## The BLP (95/99) Automobile Problem
In this tutorial, we'll use data from :ref:`references:Berry, Levinsohn, and Pakes (1995)` to solve the paper's automobile problem. This notebook illustrates several features of `pyblp`. 
- Incorporating a Supply Side with Demand Estimates
- Allowing for simple $price/income$ _demographic_ effects.
- Calculating clustered standard errors
- Calculating Optimal Instruments

In [3]:
import pyblp
import numpy as np
import pandas as pd 

pyblp.options.digits = 3
pyblp.options.verbose = False
np.set_printoptions(precision=2, threshold=10, linewidth=100)
pyblp.__version__

'0.5.0'

### Loading the Automobile Data
We'll use NumPy to read the data. We load two datasets:
1. The __product data__ with prices, shares, and product characteristics
2. The __agent data__ with draws from the distribution of heterogeneity

In [7]:
product_data = np.recfromcsv(pyblp.data.BLP_PRODUCTS_LOCATION, encoding='utf-8')
pd.DataFrame(product_data).head()

Unnamed: 0,market_ids,clustering_ids,car_ids,firm_ids0,firm_ids1,domestic,japan,european,shares,prices,...,demand_instruments2,demand_instruments3,demand_instruments4,demand_instruments5,supply_instruments0,supply_instruments1,supply_instruments2,supply_instruments3,supply_instruments4,supply_instruments5
0,1971,AMGREM71,129,15,15,1,0,0,0.001051,4.935802,...,0.0,-0.593346,-0.346601,-0.198354,0.559897,0.280253,0.0,0.783835,0.407806,0.030212
1,1971,AMHORN71,130,15,15,1,0,0,0.00067,5.516049,...,0.0,-0.619844,-0.38014,-0.186345,0.566952,0.259925,0.0,0.829513,0.448638,0.008836
2,1971,AMJAVL71,132,15,15,1,0,0,0.000341,7.108642,...,0.0,-0.532932,-0.432497,-0.191577,0.565679,0.2438,0.0,0.700153,0.525192,0.020907
3,1971,AMMATA71,134,15,15,1,0,0,0.000522,6.839506,...,0.0,-0.529112,-0.468994,-0.181281,0.571697,0.220392,0.0,0.697406,0.580992,0.002274
4,1971,AMAMBS71,136,15,15,1,0,0,0.000442,8.928395,...,0.0,-0.452174,-0.487211,-0.199757,0.561929,0.233895,0.0,0.577626,0.609559,0.037782


The product data contains __market_ID__'s, __product_ID__'s, two sets of __firm_ID__'s (the second are IDs after a simple merger, which are used later), __shares__, __prices__, a number of product characteristics, and some pre-computed excluded __demand_instrumentsX__ and __supply_instrumentsX__. The __product_ID__'s are called __clustering_ID__'s because they will be used to compute clustered standard errors. For more information about the instruments and the example data as a whole, refer to the :mod:`data` module.
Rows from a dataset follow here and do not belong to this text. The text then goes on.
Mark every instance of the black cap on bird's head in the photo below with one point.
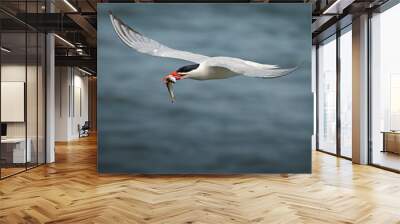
(180, 73)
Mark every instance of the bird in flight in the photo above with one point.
(202, 67)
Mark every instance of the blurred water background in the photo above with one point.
(238, 125)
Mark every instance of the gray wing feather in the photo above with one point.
(249, 68)
(146, 45)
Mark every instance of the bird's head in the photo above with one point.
(180, 73)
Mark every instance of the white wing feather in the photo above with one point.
(249, 68)
(146, 45)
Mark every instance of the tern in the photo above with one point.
(202, 67)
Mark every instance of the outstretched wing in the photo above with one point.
(146, 45)
(249, 68)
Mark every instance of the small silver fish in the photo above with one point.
(169, 82)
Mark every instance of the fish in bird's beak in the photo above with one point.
(169, 82)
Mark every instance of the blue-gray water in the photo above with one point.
(237, 125)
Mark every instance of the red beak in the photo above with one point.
(173, 74)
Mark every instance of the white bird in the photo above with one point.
(205, 67)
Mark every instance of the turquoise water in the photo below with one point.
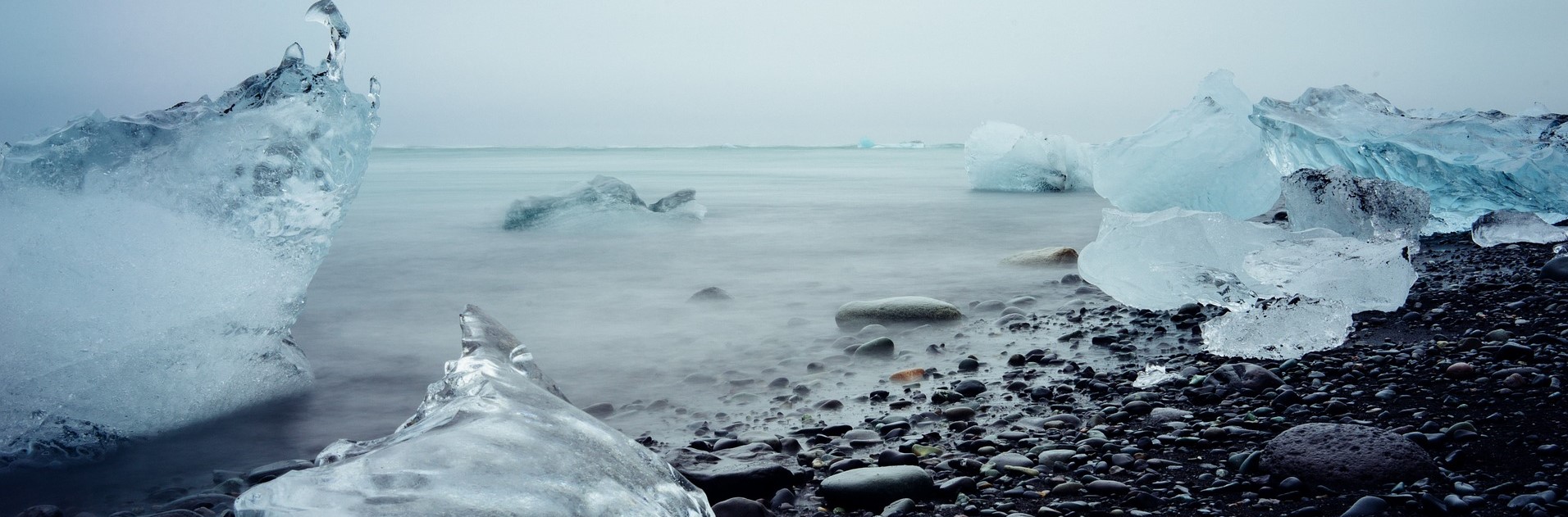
(603, 302)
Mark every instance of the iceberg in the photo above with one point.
(1468, 161)
(1507, 226)
(599, 197)
(493, 438)
(1005, 157)
(151, 265)
(1361, 207)
(1205, 157)
(1286, 292)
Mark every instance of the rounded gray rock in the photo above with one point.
(877, 486)
(1346, 455)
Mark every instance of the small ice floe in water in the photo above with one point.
(493, 438)
(1468, 161)
(1005, 157)
(1203, 157)
(1361, 207)
(1289, 287)
(601, 196)
(1155, 374)
(154, 264)
(1507, 226)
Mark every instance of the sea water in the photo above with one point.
(791, 232)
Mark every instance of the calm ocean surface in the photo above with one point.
(603, 302)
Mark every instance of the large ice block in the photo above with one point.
(1468, 161)
(151, 265)
(493, 438)
(1361, 207)
(1203, 157)
(1005, 157)
(1507, 226)
(1286, 292)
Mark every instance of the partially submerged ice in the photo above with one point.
(1361, 207)
(493, 438)
(1286, 292)
(1203, 157)
(1468, 161)
(599, 197)
(1507, 226)
(1005, 157)
(151, 265)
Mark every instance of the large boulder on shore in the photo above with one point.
(900, 311)
(1346, 455)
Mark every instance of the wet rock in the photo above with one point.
(877, 486)
(1346, 455)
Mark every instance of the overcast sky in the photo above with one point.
(778, 72)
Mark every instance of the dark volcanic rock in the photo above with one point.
(751, 470)
(877, 486)
(1346, 455)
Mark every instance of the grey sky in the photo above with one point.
(778, 72)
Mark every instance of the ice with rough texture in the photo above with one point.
(1361, 207)
(1291, 287)
(599, 197)
(1279, 328)
(1005, 157)
(1203, 157)
(151, 265)
(493, 438)
(1507, 226)
(1468, 161)
(1172, 257)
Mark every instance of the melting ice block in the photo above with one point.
(151, 265)
(1468, 161)
(1507, 226)
(1297, 288)
(1203, 157)
(1005, 157)
(596, 199)
(1361, 207)
(493, 438)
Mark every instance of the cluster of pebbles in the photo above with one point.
(1449, 406)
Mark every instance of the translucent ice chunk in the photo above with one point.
(490, 439)
(1277, 328)
(151, 265)
(1363, 207)
(1468, 161)
(1005, 157)
(1201, 157)
(1507, 226)
(596, 199)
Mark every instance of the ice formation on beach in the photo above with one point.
(604, 197)
(1468, 161)
(1361, 207)
(1005, 157)
(493, 438)
(151, 265)
(1203, 157)
(1507, 226)
(1172, 257)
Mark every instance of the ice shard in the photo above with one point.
(1361, 207)
(151, 265)
(1468, 161)
(1203, 157)
(1005, 157)
(1507, 226)
(491, 439)
(1286, 285)
(595, 201)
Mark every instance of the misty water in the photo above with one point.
(603, 302)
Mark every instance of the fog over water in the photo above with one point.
(799, 72)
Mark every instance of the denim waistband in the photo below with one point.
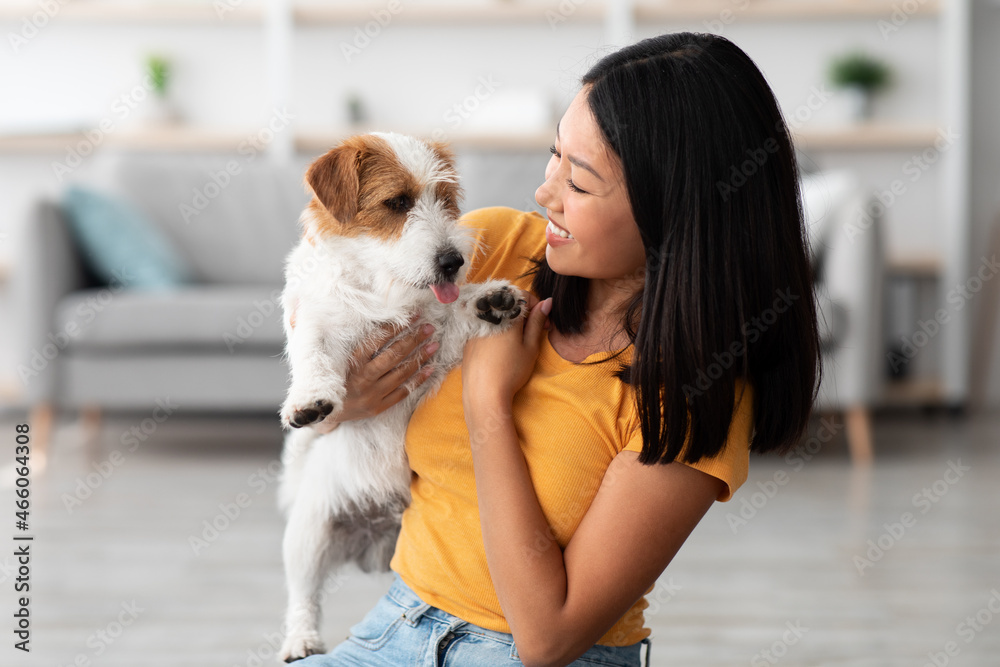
(417, 609)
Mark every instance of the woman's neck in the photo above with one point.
(602, 324)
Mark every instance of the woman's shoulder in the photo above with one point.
(504, 238)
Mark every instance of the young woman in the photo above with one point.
(672, 331)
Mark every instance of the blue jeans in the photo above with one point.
(403, 631)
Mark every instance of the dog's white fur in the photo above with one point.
(344, 492)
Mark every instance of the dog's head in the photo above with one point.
(397, 198)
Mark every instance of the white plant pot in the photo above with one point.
(859, 103)
(160, 111)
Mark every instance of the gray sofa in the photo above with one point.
(213, 346)
(217, 345)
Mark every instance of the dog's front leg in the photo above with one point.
(307, 557)
(318, 366)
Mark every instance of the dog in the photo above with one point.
(381, 243)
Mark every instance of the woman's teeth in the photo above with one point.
(559, 232)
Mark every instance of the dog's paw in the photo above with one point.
(503, 303)
(296, 648)
(299, 414)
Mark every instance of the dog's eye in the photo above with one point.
(400, 204)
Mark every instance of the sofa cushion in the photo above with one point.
(235, 221)
(209, 318)
(121, 246)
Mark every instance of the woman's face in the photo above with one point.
(584, 196)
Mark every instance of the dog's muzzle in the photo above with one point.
(445, 290)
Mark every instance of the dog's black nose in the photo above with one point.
(450, 263)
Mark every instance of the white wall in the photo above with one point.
(985, 205)
(411, 74)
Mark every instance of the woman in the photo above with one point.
(672, 331)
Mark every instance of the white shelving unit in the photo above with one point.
(279, 21)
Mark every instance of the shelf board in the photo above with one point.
(107, 11)
(166, 139)
(111, 11)
(506, 12)
(911, 392)
(316, 141)
(185, 138)
(763, 10)
(915, 266)
(866, 136)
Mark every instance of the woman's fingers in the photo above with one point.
(402, 372)
(401, 391)
(391, 356)
(364, 352)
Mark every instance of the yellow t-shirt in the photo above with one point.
(571, 420)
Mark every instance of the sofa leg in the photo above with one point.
(41, 420)
(859, 435)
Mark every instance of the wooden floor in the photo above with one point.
(823, 567)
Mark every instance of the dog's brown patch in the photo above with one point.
(361, 188)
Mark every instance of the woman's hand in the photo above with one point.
(495, 367)
(374, 385)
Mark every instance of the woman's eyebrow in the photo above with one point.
(580, 163)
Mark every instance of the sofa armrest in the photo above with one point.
(50, 268)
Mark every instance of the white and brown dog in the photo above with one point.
(381, 243)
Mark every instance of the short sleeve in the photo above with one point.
(505, 238)
(732, 464)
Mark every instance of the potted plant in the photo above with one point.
(160, 109)
(860, 76)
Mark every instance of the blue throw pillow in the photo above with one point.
(122, 246)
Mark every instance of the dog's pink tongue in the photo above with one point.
(445, 292)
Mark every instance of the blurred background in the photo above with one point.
(151, 161)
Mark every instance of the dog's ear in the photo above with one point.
(443, 152)
(334, 180)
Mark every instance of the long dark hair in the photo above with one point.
(713, 185)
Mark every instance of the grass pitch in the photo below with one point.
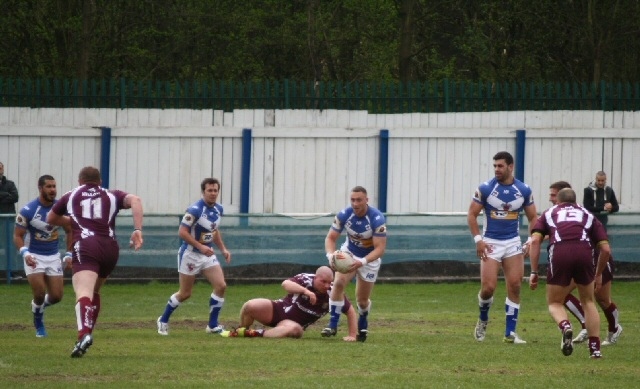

The __agent_data__ argument of :class:`Problem` should also be a structured array-like object.

The __agent_data__ contains __market_ID__'s, integration __weights__ $w_{it}$, integration nodes $\nu_{it}$, and demographics $d_{it}$. Here we use $I_{t}=200$ equally weighted draws per market.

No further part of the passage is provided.